Chapter Ten

A few days of unsuccessful attempts and Kingston was prepared to give up on the current methods.

Graves practically kicked his feet as he watched Kingston’s failures. “You know we learned our magic over years, Kingston. You shouldn’t expect her to get it in a day.”

“We’re going about this wrong,” Kingston said. He leaned heavier on his cane and stamped it onto the wood as he thought.

Kierse leaned on her knees with a pant. The constant portal attempts made her magic stutter and her energy lag. “How long did it take you to figure it out?”

Kingston waved his hand.

“Let me translate,” Graves said. “He doesn’t remember.”

“I have an impeccable memory.” Kingston pointed the cane at him. “I remember that time that you struggled with your secondary powers and got caught working with gunpowder to test your noise distortion.”

Graves winced. “Sometimes I hate that you’ve known me this long.”

“I need this whole story,” Kierse said with a laugh.

“He blew up a whole building!”

“I owned the building,” Graves argued. “It didn’t matter.”

“He fumbled the magic, and people heard it for miles instead of silencing it.”

Kierse put her hand to her mouth. She couldn’t imagine that version of Graves. Someone still training his abilities and fumbling through them rather than so utterly confident in every aspect of his life.

“So what happened?”

“Nothing!” Kingston said. “I persuaded the police that it was an accident, and they simply forgot to charge anyone. He was lucky I was around.”

“I could have gotten out of it just fine.”

“Perhaps, but my methods are quicker. You couldn’t have erased all their memories at once.” Kingston glanced between them with a wince. “She does know that you do more than read people, yes?”

“I do.”

“Erasing memories is an inelegant solution, and I avoid it at all costs,” Graves said stiffly.

Which was what he had told Kierse when she had learned about his ability to do it while working through her memories. He had erased Emilie’s memories of her soulmate, and inevitably it had killed her. A mistake that he was trying not to make a second time.

“That isn’t exactly how I remember it,” Kingston said under his breath.

Graves shot him another murderous look, but they honestly didn’t work on Kingston.

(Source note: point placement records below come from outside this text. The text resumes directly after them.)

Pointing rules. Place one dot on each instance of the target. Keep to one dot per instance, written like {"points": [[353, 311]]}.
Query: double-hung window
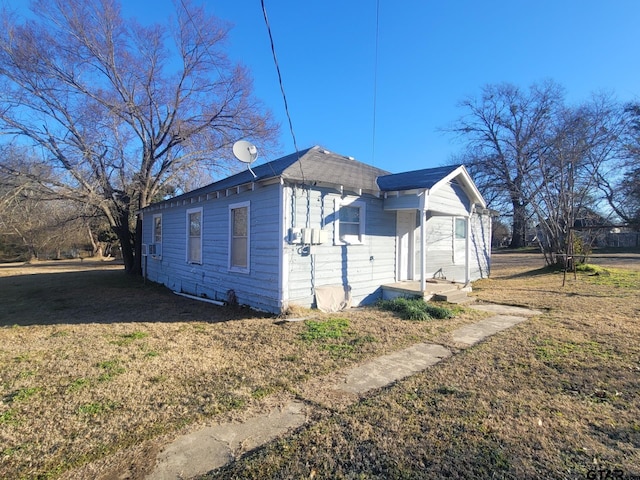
{"points": [[239, 237], [350, 222], [155, 249], [157, 229], [194, 235], [459, 239]]}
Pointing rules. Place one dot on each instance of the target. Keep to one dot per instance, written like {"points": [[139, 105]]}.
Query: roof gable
{"points": [[431, 179]]}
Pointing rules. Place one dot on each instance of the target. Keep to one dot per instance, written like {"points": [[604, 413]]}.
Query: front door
{"points": [[405, 228]]}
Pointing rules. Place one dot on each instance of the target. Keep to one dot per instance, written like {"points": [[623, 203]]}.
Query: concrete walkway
{"points": [[213, 447]]}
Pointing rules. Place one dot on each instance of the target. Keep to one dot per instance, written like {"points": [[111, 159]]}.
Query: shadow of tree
{"points": [[101, 296]]}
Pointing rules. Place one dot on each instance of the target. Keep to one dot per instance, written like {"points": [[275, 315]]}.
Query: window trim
{"points": [[234, 268], [154, 236], [456, 240], [350, 239], [189, 212]]}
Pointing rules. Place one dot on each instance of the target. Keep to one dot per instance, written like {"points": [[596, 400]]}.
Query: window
{"points": [[349, 225], [461, 228], [459, 240], [157, 228], [194, 235], [239, 237]]}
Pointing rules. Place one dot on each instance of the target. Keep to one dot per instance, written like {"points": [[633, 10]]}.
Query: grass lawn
{"points": [[98, 370], [555, 397]]}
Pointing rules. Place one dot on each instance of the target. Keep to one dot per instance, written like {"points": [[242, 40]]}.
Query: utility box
{"points": [[306, 236], [319, 236]]}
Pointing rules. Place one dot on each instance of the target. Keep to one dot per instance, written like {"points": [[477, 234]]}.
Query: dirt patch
{"points": [[99, 369], [555, 397]]}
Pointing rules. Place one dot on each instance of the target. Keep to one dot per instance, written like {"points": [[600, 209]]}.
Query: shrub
{"points": [[414, 309]]}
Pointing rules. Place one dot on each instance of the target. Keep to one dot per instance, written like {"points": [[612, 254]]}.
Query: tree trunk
{"points": [[519, 229]]}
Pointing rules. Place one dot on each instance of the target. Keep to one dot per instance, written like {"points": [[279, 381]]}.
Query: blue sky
{"points": [[431, 55]]}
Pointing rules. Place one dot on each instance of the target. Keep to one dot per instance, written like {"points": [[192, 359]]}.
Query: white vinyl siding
{"points": [[194, 235], [239, 241]]}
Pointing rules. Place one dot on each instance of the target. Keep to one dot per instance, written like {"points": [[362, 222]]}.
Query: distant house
{"points": [[313, 221]]}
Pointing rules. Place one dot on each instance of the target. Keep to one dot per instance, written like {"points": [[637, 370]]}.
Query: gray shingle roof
{"points": [[316, 166], [425, 178]]}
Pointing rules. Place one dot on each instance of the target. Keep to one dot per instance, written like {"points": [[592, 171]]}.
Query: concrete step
{"points": [[454, 296]]}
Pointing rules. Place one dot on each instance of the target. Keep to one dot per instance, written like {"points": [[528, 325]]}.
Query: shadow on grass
{"points": [[534, 273], [101, 296]]}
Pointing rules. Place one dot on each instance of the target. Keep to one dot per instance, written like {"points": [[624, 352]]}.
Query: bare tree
{"points": [[121, 111], [581, 145], [503, 132], [620, 184]]}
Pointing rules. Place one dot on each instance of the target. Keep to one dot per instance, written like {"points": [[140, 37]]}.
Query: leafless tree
{"points": [[582, 144], [620, 185], [120, 111], [503, 132]]}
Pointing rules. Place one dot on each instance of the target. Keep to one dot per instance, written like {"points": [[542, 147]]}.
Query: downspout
{"points": [[283, 257], [467, 247], [424, 204]]}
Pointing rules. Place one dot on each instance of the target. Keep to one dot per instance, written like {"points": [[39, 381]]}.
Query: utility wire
{"points": [[284, 96], [375, 87]]}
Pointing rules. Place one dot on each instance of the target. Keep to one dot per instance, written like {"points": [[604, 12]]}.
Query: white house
{"points": [[313, 220]]}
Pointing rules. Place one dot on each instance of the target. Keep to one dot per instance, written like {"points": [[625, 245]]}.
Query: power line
{"points": [[284, 96], [375, 86]]}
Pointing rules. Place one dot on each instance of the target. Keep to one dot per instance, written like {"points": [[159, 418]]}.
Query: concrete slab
{"points": [[506, 309], [209, 448], [213, 447], [389, 368], [472, 334]]}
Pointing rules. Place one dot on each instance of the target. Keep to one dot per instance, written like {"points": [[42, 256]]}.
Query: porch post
{"points": [[423, 239], [467, 247]]}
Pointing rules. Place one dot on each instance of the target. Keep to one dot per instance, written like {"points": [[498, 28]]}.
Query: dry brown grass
{"points": [[556, 397], [97, 369]]}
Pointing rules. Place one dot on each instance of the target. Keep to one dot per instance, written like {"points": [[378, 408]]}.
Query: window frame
{"points": [[457, 239], [237, 268], [359, 239], [155, 235], [190, 212]]}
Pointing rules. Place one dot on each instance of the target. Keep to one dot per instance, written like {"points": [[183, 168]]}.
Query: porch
{"points": [[443, 290]]}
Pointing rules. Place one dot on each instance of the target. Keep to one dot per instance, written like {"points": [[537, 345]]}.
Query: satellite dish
{"points": [[246, 152]]}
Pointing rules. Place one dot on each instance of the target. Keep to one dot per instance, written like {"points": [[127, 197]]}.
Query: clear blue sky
{"points": [[431, 55]]}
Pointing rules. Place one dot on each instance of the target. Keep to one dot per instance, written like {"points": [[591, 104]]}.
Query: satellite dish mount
{"points": [[245, 152]]}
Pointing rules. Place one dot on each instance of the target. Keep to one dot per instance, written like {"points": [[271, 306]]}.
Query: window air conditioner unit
{"points": [[155, 249]]}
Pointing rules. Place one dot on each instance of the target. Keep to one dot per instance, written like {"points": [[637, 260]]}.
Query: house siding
{"points": [[212, 279], [364, 268]]}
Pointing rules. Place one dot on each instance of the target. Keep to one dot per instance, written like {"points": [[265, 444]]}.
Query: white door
{"points": [[405, 228]]}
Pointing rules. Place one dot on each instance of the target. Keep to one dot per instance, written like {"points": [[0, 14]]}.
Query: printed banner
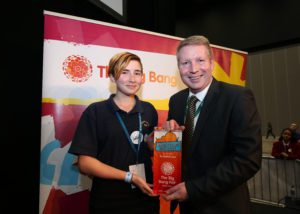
{"points": [[76, 54]]}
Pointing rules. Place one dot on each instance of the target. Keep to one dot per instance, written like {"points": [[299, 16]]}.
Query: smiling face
{"points": [[130, 79], [195, 66]]}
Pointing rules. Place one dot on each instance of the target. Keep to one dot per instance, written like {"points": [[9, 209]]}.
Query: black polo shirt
{"points": [[99, 134]]}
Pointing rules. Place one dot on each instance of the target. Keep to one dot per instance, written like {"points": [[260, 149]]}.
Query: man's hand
{"points": [[177, 192]]}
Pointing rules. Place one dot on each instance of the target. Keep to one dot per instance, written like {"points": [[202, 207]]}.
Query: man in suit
{"points": [[225, 147]]}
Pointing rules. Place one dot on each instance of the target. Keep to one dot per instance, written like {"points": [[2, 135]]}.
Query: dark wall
{"points": [[245, 25]]}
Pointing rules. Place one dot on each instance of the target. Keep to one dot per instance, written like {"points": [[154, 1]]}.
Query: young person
{"points": [[286, 147], [223, 147], [110, 144]]}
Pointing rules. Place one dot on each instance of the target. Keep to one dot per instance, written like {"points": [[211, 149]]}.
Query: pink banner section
{"points": [[70, 30]]}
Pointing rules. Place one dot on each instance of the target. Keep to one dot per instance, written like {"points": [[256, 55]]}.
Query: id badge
{"points": [[138, 169]]}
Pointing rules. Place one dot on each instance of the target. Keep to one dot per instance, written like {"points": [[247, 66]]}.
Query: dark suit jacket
{"points": [[225, 150]]}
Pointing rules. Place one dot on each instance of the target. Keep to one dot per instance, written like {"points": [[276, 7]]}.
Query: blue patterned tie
{"points": [[188, 132]]}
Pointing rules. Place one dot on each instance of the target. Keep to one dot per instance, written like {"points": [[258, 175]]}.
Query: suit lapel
{"points": [[181, 106], [207, 108]]}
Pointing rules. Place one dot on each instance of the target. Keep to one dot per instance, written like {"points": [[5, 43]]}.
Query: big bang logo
{"points": [[77, 68]]}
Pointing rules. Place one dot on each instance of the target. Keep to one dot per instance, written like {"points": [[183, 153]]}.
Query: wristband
{"points": [[128, 177]]}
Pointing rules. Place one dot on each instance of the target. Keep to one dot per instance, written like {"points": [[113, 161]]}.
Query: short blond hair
{"points": [[120, 61]]}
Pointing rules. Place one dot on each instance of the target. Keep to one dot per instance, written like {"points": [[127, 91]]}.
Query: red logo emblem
{"points": [[77, 68], [167, 168]]}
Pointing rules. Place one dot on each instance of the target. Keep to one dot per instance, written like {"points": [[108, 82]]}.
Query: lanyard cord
{"points": [[128, 137]]}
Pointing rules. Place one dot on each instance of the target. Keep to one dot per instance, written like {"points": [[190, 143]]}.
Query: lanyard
{"points": [[127, 134]]}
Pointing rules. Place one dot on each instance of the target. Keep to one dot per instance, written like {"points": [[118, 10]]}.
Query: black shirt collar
{"points": [[137, 108]]}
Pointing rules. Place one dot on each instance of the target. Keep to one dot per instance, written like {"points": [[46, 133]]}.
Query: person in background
{"points": [[296, 135], [109, 142], [286, 147], [225, 149]]}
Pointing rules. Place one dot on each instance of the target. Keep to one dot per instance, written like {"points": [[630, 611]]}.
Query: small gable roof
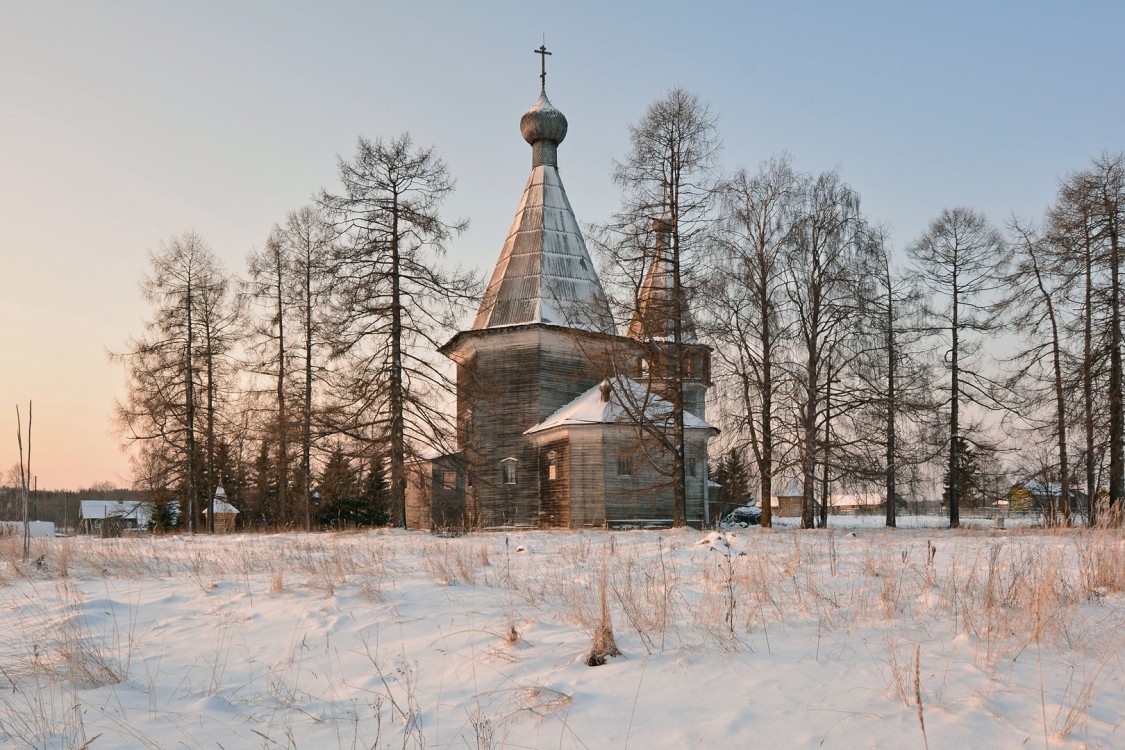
{"points": [[128, 509], [619, 401]]}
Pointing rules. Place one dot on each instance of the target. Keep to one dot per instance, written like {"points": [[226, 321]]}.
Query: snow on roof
{"points": [[131, 509], [793, 489], [627, 400], [545, 273]]}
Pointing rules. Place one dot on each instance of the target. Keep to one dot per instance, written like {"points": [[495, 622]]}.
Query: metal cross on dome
{"points": [[542, 75]]}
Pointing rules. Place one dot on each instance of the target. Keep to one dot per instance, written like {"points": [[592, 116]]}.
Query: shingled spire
{"points": [[545, 273], [656, 309]]}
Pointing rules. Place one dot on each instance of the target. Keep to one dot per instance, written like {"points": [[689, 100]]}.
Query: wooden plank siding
{"points": [[507, 381], [512, 379], [555, 491]]}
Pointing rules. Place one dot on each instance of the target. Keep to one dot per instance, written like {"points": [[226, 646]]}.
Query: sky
{"points": [[124, 124]]}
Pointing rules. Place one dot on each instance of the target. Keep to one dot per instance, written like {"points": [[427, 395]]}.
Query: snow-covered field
{"points": [[862, 638]]}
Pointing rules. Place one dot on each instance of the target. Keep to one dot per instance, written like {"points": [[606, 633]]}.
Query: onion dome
{"points": [[542, 123], [543, 127]]}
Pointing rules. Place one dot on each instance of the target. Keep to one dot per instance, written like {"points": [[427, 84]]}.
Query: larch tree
{"points": [[745, 307], [289, 281], [668, 182], [160, 410], [960, 261], [821, 270], [891, 378], [393, 297], [1033, 304], [1087, 220]]}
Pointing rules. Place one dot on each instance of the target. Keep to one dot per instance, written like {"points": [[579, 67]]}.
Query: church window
{"points": [[624, 466], [507, 471]]}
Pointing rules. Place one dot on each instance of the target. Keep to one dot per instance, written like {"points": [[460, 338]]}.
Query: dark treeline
{"points": [[306, 386]]}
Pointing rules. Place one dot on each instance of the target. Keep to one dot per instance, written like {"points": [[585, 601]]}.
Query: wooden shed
{"points": [[225, 514], [786, 502]]}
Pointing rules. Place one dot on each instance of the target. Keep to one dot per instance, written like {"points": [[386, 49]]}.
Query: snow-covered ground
{"points": [[862, 638]]}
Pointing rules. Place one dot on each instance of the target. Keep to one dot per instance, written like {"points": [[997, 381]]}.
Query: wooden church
{"points": [[561, 423]]}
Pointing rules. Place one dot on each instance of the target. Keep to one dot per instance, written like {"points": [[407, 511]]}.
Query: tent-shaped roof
{"points": [[620, 401], [545, 273], [656, 300]]}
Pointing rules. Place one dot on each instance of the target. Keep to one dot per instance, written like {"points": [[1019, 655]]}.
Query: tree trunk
{"points": [[190, 397], [397, 398], [891, 404], [954, 416]]}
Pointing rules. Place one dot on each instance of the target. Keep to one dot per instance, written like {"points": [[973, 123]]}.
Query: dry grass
{"points": [[1011, 596]]}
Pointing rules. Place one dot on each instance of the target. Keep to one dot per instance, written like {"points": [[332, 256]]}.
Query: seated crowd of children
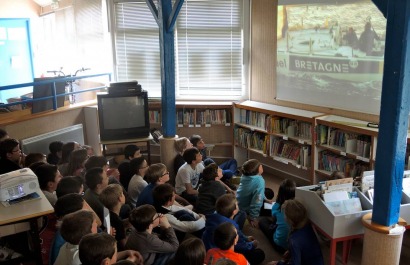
{"points": [[132, 215]]}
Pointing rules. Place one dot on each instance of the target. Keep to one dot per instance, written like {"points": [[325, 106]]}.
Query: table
{"points": [[27, 211], [347, 244], [147, 140]]}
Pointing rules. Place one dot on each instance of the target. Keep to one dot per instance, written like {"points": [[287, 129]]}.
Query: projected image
{"points": [[331, 55]]}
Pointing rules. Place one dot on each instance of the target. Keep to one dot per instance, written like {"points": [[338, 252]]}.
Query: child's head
{"points": [[157, 173], [197, 141], [191, 251], [48, 177], [225, 236], [76, 225], [98, 249], [112, 196], [192, 154], [181, 144], [252, 167], [295, 213], [132, 151], [211, 172], [286, 191], [138, 166], [71, 184], [227, 205], [163, 194], [142, 217]]}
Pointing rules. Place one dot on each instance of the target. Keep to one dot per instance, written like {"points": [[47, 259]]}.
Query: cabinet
{"points": [[211, 120], [281, 138], [344, 145]]}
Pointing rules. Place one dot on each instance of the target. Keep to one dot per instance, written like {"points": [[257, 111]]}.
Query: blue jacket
{"points": [[212, 222], [250, 195]]}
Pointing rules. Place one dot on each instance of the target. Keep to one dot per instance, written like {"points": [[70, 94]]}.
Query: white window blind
{"points": [[208, 43]]}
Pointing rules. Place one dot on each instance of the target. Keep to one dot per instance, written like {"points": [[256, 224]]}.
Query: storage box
{"points": [[336, 226]]}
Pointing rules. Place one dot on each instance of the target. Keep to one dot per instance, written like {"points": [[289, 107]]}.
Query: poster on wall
{"points": [[331, 54]]}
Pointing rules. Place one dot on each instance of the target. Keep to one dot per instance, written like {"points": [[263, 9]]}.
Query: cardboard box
{"points": [[336, 226]]}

He raised a toast to him and kept right on talking.

“Let’s take a step back,” Kingston said. “How did you first discover that you could portal? Where were you? Where did you portal?”

Kierse glanced to Graves. They couldn’t tell him that it was because of the cauldron or that she had the powers because of her Fae abilities.

But she hadn’t actually confided in Graves that she had portaled once before.

He tilted his head to the side as if he read her, even though that was utterly impossible right now. But he knew her well enough to see that she had been keeping something.

She sighed. “About a month ago, I was being followed through the streets. I was on Sixth Avenue, and it was congested, but I could feel that I was being followed. I kept trying to avoid them, but it didn’t work.

I used all of my stealth moves from when I was full-time thieving.

No go. And so…I don’t know…I just jumped. ”

Graves’s eyes were guarded by the end of her story. He knew exactly who followed her—Lorcan. That day she had been alone, pickpocketing tourists through the busy intersections, and she had felt him through the bond until it drove her mad.

“Do you mean you portaled without a door?”

“No. There was a door like yours. I didn’t draw it or anything. I wanted to get away, and I knew that there was a place at Sixth and a Half Avenue that would do the trick.”

“Sixth and a Half?” Kingston asked.

“It’s a pedestrian walk between Sixth and Seventh for a handful of blocks through the busiest part of Midtown. I’ll take you next time.”

“Excellent.”

“So yeah. I thought about going there, and then the next step through was to that spot. I evaded the person following me.”

“Hmm,” Kingston said. “Do your powers usually react to danger?”

She laughed. “I’m a thief. It’s common territory.”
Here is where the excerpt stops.